According to Dr. Sheila Bingham, principal investigator of the EPIC-Norfolk study at the MRC Dunn Human Nutrition Unit in Cambridge, the different outcomes may be due to how fish and red meat interact differently in the body.
“Probably fish contains oils which may be protective whereas red meat (not white meat) seems to result in the formation of substances in the body which may damage DNA.”
Researchers estimate that more than 30 per cent of cancers are diet related and therefore preventable. In the case of bowel cancers, some argue that diet factors increase to 80 per cent.
“The two principal reasons for cancer at different organs having different associations with diet are twofold. First, the actual exposures to dietary constituents differ. So for breast cancer, diet probably acts indirectly, through the effect of diet on circulating hormone levels, whereas for the large bowel, the mucosa is directly exposed to those components of the diet, which are not absorbed earlier. Secondly, the environments under which a tumor might develop vary. So in the stomach, which is exposed to most dietary constituents, a major factor that determines the propensity of the stomach to develop a tumor is chronic h.pylori infection…The reason why the large bowel appears more related to diet than other organs is simply because exposures to the large bowel mucosa are mostly diet related,” says Dr. Nick Day of the EPIC-Norfolk team and professor of epidemiology, Strangeways Research Laboratory, University of Cambridge.
Though no diet can promise perfect health, Dr.

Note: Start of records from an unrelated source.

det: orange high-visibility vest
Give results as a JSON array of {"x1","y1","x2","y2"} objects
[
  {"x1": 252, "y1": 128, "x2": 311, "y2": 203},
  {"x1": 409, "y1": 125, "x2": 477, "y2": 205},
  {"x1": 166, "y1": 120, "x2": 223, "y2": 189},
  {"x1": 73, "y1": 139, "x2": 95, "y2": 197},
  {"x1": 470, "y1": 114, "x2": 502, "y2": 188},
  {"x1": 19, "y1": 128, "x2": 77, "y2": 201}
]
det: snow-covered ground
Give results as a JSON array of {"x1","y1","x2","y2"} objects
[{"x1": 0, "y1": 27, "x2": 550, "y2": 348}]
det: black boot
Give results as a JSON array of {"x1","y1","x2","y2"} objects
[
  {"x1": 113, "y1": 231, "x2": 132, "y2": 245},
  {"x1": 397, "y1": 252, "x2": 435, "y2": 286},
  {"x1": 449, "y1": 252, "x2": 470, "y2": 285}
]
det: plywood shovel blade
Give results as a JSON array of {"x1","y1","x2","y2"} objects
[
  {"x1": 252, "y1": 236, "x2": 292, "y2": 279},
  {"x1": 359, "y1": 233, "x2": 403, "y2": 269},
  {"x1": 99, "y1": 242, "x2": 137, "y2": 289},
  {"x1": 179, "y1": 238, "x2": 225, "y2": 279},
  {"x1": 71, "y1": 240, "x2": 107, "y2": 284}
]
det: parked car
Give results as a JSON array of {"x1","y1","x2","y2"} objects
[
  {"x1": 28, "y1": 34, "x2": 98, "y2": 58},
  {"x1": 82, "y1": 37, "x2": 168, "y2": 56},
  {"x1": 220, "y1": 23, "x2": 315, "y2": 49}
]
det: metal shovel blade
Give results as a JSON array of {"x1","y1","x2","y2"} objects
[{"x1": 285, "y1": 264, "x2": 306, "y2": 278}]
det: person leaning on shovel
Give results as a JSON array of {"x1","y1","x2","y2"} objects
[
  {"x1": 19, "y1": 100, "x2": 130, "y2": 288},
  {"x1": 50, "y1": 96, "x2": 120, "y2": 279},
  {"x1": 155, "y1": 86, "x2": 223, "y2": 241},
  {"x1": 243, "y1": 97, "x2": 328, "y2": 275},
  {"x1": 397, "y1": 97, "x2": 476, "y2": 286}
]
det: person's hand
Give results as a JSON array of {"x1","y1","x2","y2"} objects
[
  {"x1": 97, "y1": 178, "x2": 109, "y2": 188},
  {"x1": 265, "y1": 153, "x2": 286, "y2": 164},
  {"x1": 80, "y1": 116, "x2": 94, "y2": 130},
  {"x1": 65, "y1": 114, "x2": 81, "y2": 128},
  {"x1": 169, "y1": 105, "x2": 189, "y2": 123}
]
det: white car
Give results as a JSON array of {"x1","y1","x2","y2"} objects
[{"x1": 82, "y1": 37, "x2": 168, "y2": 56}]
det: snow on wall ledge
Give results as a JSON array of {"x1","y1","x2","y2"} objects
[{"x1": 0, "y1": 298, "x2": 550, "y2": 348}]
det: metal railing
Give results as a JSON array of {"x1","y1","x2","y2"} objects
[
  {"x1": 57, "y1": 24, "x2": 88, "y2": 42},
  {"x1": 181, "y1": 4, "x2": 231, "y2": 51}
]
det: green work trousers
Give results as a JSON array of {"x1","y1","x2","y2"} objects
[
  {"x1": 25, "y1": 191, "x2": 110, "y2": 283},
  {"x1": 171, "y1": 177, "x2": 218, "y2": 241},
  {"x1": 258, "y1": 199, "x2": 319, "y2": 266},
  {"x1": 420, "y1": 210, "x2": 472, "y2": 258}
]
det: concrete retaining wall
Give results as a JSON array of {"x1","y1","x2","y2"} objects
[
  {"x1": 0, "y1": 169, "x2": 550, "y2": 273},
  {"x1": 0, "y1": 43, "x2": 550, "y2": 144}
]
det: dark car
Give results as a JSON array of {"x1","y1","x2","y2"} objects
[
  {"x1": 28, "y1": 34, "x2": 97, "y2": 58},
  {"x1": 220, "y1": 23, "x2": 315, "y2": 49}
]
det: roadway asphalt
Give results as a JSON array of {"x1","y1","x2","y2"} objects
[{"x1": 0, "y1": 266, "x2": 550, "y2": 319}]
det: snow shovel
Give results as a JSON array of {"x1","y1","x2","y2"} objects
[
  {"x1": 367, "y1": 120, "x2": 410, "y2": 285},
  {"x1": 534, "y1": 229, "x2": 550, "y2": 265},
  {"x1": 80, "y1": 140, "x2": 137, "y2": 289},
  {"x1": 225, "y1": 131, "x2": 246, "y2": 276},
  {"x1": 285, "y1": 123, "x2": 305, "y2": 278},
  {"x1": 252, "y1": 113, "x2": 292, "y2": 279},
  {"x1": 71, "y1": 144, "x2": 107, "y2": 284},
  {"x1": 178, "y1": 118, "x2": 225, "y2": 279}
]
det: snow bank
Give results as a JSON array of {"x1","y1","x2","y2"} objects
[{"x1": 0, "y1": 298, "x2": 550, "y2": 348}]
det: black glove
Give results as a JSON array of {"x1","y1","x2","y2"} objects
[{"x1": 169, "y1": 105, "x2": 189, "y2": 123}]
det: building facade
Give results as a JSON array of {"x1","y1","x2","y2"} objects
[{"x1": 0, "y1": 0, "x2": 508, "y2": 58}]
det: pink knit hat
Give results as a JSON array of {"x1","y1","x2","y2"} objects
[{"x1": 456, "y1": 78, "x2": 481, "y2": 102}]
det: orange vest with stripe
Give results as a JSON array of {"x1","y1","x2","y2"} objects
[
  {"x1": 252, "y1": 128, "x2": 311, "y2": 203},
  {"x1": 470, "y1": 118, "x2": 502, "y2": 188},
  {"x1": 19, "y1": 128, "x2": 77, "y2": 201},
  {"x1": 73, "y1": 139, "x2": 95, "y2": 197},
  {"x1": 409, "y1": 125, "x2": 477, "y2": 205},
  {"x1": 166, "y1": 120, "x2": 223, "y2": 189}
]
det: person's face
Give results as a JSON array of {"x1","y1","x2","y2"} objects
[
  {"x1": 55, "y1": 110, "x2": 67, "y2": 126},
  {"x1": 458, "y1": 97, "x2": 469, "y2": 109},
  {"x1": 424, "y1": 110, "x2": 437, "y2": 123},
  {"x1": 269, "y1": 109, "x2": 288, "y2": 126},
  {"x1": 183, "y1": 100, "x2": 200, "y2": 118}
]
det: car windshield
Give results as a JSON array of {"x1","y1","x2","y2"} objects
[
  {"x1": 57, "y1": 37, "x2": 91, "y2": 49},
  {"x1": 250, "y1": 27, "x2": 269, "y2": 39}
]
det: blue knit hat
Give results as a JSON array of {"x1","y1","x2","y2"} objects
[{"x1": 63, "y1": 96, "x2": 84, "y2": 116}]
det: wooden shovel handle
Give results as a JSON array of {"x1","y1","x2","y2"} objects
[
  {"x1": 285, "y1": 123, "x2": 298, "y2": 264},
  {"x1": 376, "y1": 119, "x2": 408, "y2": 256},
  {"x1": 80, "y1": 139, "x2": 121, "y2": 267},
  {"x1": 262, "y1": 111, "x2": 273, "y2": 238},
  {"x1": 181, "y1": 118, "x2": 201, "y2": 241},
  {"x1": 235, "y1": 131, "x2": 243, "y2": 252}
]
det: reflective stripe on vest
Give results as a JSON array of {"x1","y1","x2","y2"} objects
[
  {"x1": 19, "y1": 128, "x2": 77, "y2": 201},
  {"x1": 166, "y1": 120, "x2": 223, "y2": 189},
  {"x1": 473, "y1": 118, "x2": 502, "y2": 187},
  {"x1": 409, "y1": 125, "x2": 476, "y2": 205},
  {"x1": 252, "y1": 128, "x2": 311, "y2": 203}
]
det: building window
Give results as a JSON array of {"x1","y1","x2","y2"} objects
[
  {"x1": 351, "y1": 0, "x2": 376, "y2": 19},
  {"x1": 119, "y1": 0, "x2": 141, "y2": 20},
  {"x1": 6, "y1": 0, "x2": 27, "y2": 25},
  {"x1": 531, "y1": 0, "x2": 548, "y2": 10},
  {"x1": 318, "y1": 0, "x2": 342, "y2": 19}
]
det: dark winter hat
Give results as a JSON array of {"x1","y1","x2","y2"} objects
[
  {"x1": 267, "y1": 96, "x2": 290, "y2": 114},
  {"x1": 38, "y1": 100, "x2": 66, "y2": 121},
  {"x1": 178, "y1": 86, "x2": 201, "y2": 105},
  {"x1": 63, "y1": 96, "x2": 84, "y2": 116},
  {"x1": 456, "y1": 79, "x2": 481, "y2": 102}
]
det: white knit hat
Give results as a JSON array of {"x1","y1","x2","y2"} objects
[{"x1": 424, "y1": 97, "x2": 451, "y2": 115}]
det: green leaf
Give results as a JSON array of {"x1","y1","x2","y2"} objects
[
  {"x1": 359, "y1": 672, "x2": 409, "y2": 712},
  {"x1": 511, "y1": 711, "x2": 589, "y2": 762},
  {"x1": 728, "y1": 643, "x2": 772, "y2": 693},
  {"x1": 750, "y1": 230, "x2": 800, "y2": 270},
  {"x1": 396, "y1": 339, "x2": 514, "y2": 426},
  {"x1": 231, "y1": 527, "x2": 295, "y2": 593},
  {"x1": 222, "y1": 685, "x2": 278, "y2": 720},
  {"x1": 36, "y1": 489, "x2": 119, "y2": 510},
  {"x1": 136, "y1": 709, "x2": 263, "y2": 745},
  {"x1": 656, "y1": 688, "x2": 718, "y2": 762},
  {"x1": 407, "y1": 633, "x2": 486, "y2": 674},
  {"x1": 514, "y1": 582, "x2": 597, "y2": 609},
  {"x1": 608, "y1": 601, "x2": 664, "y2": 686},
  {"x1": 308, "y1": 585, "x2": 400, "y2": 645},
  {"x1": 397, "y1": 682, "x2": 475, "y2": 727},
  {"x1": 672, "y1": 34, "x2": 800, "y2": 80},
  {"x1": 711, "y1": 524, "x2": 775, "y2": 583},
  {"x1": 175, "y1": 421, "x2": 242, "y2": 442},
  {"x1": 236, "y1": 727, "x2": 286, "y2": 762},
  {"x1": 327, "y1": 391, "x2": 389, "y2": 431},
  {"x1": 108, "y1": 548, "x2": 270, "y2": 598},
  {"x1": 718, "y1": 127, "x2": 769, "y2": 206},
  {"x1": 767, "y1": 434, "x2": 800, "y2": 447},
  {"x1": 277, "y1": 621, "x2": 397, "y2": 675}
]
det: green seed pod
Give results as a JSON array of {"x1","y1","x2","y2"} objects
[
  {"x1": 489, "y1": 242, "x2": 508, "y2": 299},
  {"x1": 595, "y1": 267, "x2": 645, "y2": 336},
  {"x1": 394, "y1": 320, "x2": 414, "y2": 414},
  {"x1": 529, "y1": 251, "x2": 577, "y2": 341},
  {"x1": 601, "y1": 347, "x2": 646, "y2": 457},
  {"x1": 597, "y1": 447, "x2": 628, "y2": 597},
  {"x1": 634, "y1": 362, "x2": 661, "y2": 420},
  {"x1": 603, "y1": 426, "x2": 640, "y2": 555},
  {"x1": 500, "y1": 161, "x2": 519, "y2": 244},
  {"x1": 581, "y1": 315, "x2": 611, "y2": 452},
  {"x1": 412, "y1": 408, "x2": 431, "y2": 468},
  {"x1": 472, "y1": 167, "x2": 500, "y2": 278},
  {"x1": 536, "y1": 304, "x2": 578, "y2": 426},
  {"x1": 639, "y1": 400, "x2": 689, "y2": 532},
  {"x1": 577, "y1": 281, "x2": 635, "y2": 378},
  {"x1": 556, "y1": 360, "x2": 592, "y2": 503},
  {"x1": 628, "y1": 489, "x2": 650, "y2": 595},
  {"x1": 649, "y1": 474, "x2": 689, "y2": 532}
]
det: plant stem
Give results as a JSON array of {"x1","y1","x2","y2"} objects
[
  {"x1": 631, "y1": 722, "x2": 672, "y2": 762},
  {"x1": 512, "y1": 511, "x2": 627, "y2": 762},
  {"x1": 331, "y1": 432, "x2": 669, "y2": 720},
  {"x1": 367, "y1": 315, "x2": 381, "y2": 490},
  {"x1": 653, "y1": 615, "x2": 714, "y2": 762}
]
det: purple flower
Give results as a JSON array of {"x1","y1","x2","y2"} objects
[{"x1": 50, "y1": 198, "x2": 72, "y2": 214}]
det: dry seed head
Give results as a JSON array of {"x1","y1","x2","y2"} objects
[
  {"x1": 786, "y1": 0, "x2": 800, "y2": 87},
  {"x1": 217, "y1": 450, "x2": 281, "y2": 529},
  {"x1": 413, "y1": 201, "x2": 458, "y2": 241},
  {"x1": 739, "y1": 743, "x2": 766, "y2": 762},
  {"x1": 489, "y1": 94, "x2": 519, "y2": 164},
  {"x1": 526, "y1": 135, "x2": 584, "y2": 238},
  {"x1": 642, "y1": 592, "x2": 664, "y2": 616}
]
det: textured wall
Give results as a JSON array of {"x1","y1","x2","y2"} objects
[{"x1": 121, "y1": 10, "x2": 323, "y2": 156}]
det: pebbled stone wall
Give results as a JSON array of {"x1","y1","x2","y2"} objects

Bingham advises people to reduce red meat consumption:
- Eat at least two portions of fish per week.
- One portion should be of the oily, polyunsaturated omega-3 fatty acid variety.
- Follow a heart-healthy eating plan. Says Dr.Bingham: “Current guidelines for prevention of cancer and heart disease are essentially the same. i.e., eat more plant products such as whole grain cereals, vegetables, fruit, cut down on saturated fats found in red meats and dairy products (unless low fat).”
Dr. Day is quick to point out the significance of the combination of healthy diet and an active lifestyle.
“I doubt if one should speak of a ‘safe’ diet. I think at the moment all one can say is that some dietary patterns seem less safe than others. Furthermore, for each individual the consequences of their dietary intake will be affected by their level of physical activity.”
What we eat isn’t the only concern when it comes to maintaining healthy bowels. Other factors thought to play a role in developing colorectal cancer are obesity, lack of exercise, smoking and excessive alcohol use. Age is the primary concern, however—according to the American Cancer Society ninety per cent of cases are diagnosed after age 50.